Where possible, educators can incorporate composition into school curriculum to allow for student compositions to be presented in concert as well. Educators may also opt for an active role in the pursuit of equality by asking students to write letters to publishing companies and arts organizations that fail to provide decent representation of women.
Conclusions
Our music industry, in all its facets – from underground indie rock to classical music to corporate pop – reflects our societal attitude towards women: we are not creative agents, but targets of male visions. This mentality has permeated our school system, where the same dichotomy is enforced in the way that we allow our students to relate to one another socially and in the way that we, as teachers, encourage and reprimand them.
Behaviorally, we expect girls – from kindergarten to high school – to follow rules rather than question them. Every day, the patterns that our girls experience in school are reinforced by the patterns they see in women in the media. As girls age and become more aware of social roles and dynamics, they consequently begin to pigeonhole themselves as appeasers, as helpers, as bystanders. We heap the responsibility of perfect social order in the classroom on our girls rather than expecting equal contribution AND deviation from both genders. Girls of all ages should feel just as comfortable as boys to mess up, to break rules, to be punished – this is how we develop confidence, and this is how we break creative boundaries.
In my data, it became clear that over time, girls associate creativity with deviation from the group, and boys associate creativity with individual success. What seems like a difference in vocabulary is representative of our society’s depressingly imbalanced attitude towards the role of women. What results from this imbalance is exactly what we have now: consistently misunderstood female public figures, and very few women in creative leadership roles. This, in turn, reinforces the vicious cycle: in this world, there are few creative female role models and, most importantly, new, relevant art is not being created to its full capacity.
Can our world progress in equality, in empathy, in opportunity for all, if this is the dominant paradigm?

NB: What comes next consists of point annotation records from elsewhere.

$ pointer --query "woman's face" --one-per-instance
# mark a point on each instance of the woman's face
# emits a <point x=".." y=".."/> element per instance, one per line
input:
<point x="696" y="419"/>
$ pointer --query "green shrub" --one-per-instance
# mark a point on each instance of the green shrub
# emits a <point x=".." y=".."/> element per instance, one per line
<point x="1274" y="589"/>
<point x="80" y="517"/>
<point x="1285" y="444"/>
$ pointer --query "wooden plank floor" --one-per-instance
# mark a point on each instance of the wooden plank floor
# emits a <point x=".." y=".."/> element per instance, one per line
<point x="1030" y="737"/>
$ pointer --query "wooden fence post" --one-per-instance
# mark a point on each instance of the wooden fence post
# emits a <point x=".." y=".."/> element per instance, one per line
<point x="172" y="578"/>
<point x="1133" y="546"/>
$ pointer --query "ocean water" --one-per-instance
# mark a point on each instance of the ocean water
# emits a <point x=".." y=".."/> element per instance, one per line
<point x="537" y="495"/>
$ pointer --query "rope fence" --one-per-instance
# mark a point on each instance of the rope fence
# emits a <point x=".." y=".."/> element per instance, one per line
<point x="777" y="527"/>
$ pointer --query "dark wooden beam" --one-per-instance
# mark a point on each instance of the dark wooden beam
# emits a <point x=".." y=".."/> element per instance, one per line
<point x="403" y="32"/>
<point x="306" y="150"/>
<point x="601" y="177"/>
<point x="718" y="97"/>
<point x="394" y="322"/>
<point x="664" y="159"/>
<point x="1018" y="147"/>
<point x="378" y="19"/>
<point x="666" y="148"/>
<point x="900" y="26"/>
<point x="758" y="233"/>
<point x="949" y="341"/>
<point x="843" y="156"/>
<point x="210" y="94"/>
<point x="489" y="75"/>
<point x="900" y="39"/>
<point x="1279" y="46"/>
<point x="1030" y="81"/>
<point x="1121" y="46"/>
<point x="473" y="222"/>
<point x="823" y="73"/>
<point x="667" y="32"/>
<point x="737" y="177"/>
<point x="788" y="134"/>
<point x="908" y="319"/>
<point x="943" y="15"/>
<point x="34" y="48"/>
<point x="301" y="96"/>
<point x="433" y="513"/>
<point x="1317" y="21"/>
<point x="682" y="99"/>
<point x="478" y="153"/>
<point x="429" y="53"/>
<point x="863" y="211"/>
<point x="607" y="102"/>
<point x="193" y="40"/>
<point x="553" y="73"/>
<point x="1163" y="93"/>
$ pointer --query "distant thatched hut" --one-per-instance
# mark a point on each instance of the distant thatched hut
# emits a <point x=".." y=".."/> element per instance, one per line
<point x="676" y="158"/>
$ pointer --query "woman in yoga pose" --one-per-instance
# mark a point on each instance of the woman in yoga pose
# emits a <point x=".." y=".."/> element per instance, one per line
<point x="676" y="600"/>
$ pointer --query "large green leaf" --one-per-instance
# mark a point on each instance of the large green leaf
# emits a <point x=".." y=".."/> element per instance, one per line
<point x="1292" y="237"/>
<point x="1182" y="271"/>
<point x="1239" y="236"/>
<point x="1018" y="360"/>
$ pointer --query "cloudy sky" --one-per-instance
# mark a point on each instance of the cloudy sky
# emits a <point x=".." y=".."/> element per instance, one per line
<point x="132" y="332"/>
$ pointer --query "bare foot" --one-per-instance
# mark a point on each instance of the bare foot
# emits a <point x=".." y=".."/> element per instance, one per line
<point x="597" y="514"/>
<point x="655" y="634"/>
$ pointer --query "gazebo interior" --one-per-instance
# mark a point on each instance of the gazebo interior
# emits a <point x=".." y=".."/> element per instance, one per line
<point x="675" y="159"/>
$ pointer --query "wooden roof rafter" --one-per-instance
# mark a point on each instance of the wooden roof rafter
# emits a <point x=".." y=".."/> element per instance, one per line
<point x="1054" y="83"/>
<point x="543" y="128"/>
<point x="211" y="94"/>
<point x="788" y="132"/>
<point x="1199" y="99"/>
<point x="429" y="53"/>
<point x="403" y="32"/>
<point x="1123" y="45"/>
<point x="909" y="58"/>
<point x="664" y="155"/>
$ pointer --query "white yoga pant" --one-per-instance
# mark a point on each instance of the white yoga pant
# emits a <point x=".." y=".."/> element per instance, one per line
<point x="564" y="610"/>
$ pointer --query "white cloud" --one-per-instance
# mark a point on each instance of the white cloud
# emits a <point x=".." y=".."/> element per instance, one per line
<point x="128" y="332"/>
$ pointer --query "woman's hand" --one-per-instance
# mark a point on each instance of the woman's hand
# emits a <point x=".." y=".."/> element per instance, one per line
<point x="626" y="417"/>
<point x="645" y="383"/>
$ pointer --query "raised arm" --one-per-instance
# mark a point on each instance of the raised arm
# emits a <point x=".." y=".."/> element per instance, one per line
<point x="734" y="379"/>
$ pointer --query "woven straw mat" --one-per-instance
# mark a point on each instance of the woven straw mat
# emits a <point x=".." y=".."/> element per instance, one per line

My answer is yes: it is in the hands of artists and educators, who are thankfully and wonderfully radical in what they do, to chip away at this paradigm.
Every initiative made by major arts organizations to combat social problems, be they issues of race, social class, gender, or other imbalances in the arts community, serves to help women and girls rise up. Every resilient and brave woman that applies for professorships, fellowships, and grants inspires a friend, student, or colleague. Every mother that shares what her day at work was like with her daughter creates an inspired young leader. Every woman that makes a record inspires a girl to write her first song. And every vote made towards candidates, initiatives, and policies that address equity helps to create a society where women and men both lead and take creative risks. For these reasons, I am optimistic.